Machine Learning models in production environment



Lets say a Model was trained on date $dt1$ using the available labeled data, split into training and test i.e $train_{dt1}$, $test_{dt1}$. This model is then deployed in production and makes predictions on new incoming data. Some $X$ days pass, and there is bunch of labelled data that is collected in between $dt1$ and $dt1 + X$ days, lets call it $Data_x$. In my current approach, I take random samples out of $DATA_x$ (take for e.g 80/20 split) ,

So, $80\%$ of $DATA_x$ = $train_x$ (new data used to fine-tune the existing model trained on $dt1$) $20\%$ of $DATA_x$ = $test_x$ (new data added to the $test_{dt1}$)

This process of fine-tuning repeated as time passes.

By doing this I get an ever expanding test set, as well as I prevent retraining the whole model (essentially I can throw away the old data as the model has learnt from it). The new model generated is just a fine-tuned version of the old one.

I have some questions, regarding this approach:

  1. Are there any obvious drawbacks in doing this?
  2. Would the model ever need to be completely retrained (forgetting everything that was learnt before, and training the model with new train/test splits ) after some time or can the approach I described above continue indefinitely ?
  3. What should be the condition for swapping the existing deployed model with the newly fine-tuned model ?
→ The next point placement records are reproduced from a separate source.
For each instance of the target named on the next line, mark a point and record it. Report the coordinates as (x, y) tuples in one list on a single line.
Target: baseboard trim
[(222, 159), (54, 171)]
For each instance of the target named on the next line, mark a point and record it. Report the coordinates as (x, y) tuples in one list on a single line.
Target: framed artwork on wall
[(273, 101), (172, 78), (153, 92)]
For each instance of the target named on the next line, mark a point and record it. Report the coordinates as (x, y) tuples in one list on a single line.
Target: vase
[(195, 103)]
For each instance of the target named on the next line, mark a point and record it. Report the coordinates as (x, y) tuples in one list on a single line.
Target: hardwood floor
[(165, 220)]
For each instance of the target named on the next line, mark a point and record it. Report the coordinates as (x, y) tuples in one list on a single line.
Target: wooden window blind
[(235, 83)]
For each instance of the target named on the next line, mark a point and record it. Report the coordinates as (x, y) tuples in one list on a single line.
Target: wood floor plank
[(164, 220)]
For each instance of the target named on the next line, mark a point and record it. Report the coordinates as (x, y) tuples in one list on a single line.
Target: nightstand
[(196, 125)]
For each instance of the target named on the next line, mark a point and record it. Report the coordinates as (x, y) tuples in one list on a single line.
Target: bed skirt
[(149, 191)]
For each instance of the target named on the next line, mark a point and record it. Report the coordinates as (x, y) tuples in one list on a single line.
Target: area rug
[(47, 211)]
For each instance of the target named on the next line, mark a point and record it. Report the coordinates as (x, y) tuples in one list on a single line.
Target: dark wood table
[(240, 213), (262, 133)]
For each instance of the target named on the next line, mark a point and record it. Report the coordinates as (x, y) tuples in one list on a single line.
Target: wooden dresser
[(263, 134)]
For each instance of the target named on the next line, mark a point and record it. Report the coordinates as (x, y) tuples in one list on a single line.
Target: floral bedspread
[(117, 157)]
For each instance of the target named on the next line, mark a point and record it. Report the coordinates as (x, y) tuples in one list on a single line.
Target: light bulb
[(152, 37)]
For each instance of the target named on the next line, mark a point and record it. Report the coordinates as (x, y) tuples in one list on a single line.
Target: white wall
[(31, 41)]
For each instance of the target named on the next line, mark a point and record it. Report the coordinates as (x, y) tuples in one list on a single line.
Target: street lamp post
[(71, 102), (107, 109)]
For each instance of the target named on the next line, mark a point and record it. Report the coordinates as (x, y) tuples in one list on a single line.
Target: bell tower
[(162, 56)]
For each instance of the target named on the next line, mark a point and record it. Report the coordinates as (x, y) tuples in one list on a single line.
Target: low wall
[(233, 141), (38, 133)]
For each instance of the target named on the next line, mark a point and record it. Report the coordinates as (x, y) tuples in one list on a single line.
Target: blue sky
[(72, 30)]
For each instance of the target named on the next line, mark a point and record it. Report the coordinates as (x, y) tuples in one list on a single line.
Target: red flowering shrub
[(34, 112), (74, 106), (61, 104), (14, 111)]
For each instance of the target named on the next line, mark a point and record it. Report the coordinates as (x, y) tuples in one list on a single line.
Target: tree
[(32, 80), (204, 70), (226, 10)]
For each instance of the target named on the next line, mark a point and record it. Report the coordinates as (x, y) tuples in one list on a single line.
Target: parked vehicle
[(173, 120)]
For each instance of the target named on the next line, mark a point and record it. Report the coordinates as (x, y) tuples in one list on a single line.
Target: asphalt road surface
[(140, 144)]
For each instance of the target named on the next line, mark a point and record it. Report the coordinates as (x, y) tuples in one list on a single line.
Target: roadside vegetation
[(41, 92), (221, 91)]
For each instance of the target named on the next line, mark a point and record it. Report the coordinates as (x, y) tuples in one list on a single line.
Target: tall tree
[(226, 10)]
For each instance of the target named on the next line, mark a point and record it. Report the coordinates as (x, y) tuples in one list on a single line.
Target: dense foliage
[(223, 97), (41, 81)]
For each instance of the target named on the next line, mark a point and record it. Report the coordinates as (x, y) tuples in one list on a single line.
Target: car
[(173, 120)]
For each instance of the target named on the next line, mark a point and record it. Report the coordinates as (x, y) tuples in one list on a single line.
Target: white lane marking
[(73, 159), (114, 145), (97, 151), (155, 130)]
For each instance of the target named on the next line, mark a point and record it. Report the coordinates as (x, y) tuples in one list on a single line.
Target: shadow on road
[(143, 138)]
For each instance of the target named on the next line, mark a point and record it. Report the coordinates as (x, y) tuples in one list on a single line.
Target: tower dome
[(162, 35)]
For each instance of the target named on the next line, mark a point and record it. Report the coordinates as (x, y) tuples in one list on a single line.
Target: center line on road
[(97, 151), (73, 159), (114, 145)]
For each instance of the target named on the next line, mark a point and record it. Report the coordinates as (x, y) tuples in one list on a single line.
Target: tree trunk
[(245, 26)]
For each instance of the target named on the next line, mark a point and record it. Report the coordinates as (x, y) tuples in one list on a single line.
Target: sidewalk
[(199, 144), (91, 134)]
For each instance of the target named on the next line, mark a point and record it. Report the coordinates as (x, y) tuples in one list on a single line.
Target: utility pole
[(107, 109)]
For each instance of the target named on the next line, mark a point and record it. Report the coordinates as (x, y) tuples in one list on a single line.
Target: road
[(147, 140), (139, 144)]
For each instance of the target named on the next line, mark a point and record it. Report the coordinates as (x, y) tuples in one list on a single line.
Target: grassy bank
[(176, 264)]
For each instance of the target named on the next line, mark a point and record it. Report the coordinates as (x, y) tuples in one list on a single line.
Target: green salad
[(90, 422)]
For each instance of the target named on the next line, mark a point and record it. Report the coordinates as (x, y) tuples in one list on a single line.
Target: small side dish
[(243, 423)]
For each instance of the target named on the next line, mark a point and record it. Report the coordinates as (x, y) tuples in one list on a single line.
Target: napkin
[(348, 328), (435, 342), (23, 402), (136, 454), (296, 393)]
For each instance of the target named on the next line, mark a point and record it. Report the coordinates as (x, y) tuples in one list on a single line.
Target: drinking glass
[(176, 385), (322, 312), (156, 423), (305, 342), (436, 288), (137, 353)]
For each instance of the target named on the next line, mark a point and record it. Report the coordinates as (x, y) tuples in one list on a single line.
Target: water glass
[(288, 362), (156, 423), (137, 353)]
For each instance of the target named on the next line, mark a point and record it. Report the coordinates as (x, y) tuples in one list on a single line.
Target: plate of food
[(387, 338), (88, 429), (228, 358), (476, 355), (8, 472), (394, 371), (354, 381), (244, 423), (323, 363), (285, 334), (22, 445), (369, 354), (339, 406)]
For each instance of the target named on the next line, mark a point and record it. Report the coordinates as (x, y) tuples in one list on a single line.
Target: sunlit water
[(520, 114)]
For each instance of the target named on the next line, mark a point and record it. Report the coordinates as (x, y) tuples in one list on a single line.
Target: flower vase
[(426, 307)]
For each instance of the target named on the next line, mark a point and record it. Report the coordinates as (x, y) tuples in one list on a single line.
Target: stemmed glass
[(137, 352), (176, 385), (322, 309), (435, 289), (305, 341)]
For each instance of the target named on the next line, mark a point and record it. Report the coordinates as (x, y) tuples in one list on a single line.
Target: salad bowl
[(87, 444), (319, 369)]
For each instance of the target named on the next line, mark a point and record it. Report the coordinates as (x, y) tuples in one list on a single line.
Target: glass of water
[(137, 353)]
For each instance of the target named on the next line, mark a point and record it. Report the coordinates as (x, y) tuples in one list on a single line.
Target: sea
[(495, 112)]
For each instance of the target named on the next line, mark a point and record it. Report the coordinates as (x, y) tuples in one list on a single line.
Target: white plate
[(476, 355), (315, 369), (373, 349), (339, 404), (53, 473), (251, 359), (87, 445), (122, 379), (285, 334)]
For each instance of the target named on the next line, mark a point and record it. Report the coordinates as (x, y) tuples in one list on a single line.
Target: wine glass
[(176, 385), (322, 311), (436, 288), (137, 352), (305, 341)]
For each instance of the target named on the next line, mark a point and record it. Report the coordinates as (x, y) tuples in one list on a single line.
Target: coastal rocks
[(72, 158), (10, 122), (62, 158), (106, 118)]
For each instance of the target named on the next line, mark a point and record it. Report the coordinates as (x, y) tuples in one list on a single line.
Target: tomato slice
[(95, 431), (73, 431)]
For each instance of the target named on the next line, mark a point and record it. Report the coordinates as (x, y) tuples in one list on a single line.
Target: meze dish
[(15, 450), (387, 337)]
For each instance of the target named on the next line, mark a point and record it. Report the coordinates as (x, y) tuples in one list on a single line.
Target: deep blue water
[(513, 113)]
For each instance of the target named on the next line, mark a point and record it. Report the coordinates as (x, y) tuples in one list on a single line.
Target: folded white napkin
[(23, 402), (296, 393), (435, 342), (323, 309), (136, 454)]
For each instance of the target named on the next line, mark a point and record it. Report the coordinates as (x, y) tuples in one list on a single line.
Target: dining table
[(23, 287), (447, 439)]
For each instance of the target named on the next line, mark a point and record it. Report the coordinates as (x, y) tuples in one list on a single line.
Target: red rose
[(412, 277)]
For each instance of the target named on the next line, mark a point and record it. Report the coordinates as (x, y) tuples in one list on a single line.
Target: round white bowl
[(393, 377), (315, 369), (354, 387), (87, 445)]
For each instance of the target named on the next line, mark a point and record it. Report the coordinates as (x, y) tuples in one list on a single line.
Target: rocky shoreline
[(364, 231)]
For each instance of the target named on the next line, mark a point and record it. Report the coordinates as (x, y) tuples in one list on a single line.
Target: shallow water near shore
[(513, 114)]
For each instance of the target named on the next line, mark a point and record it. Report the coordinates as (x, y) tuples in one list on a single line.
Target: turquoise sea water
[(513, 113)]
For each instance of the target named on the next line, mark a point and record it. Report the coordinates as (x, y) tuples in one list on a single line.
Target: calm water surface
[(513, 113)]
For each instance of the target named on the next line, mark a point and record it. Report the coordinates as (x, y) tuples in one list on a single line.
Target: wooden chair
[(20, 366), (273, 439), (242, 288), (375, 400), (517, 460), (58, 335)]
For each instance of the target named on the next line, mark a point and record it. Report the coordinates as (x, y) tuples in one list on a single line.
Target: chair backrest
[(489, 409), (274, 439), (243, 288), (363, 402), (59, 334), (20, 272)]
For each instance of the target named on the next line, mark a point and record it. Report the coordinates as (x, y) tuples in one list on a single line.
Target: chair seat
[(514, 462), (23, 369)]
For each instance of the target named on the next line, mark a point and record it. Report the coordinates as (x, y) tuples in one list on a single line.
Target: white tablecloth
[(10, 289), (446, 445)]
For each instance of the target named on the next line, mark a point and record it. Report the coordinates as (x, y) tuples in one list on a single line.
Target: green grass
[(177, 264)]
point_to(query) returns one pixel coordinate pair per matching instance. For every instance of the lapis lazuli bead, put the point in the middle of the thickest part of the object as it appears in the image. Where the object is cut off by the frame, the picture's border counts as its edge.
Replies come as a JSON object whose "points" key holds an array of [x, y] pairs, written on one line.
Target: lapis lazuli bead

Posted 2016-08-11T17:48:38.837

Reputation: 263

Excuse a neophyte, please. You must have a very special dataset for it to come labeled, yes? Supervised labeling is by nature costly and slow. – xtian – 2016-08-12T10:13:09.987

@xtian Cost of supervised labelling and time it takes is significantly dependent on the problem. Lets say you had ML model that predicted when someone walks in a dealership will he buy the car or not (given person attributes) ? Your labeled data collection is relatively fast in this case. In a day, you might get 100+ labeled samples. – trailblazer – 2016-08-12T16:41:14.653



I think this is a good approach in general. However:

  • Fine-tuning your model (online learning) depends a lot on the algorithm and model how well this works. Depending on your algorithm it might be wise to retrain the whole thing

  • Your sample space might change overtime. If you have enough data maybe retraining every few days/weeks/months over only the last year worth of data might be better. If your old samples don't represent the current situation as well having them included might hurt your performance more than the extra samples help

  • The biggest condition is if it's tested and how much downtime it involves, but in general swapping more times is better, and this can be automated

Jan van der Vegt

Posted 2016-08-11T17:48:38.837

Reputation: 8 538

Thanks for the reply ! I am currently using ensembles methods such as Random Forest, and Gradient Boosted Trees. The reason I did not mention the them, as I wanted to know how good the approach is agnostic to the type of algorithm. – trailblazer – 2016-08-11T18:10:00.463

About the sample space, don't you think that can be handled with giving weights to the observations ? building some sort of time notion. – trailblazer – 2016-08-11T18:10:59.317

@trailblazer adding trees to your forest is a decent approach I think, never tried it but there should be literature about it. Look for online learning. Algorithm agnostic will not be possible because some algorithms can only learn over the whole set. – Jan van der Vegt – 2016-08-19T07:50:05.913

@trailblazer with regards to the sample space question, that could work for some algorithms but not for others, this again depends on the online learning possibility but you would also need to keep increasing weights or retrain on everything, you cannot retroactively decrease the weight on older samples without retraining – Jan van der Vegt – 2016-08-19T07:51:37.663


It mainly depends on the kind of learning your ml algorithm does. For Offline learning: re training the whole thing is wise as some algorithm require your full data to generate better assumption. Online learning : Your model can be fine tuned to the recent or latest data with update in model as the data arrives.

yash kumar

Posted 2016-08-11T17:48:38.837

Reputation: 1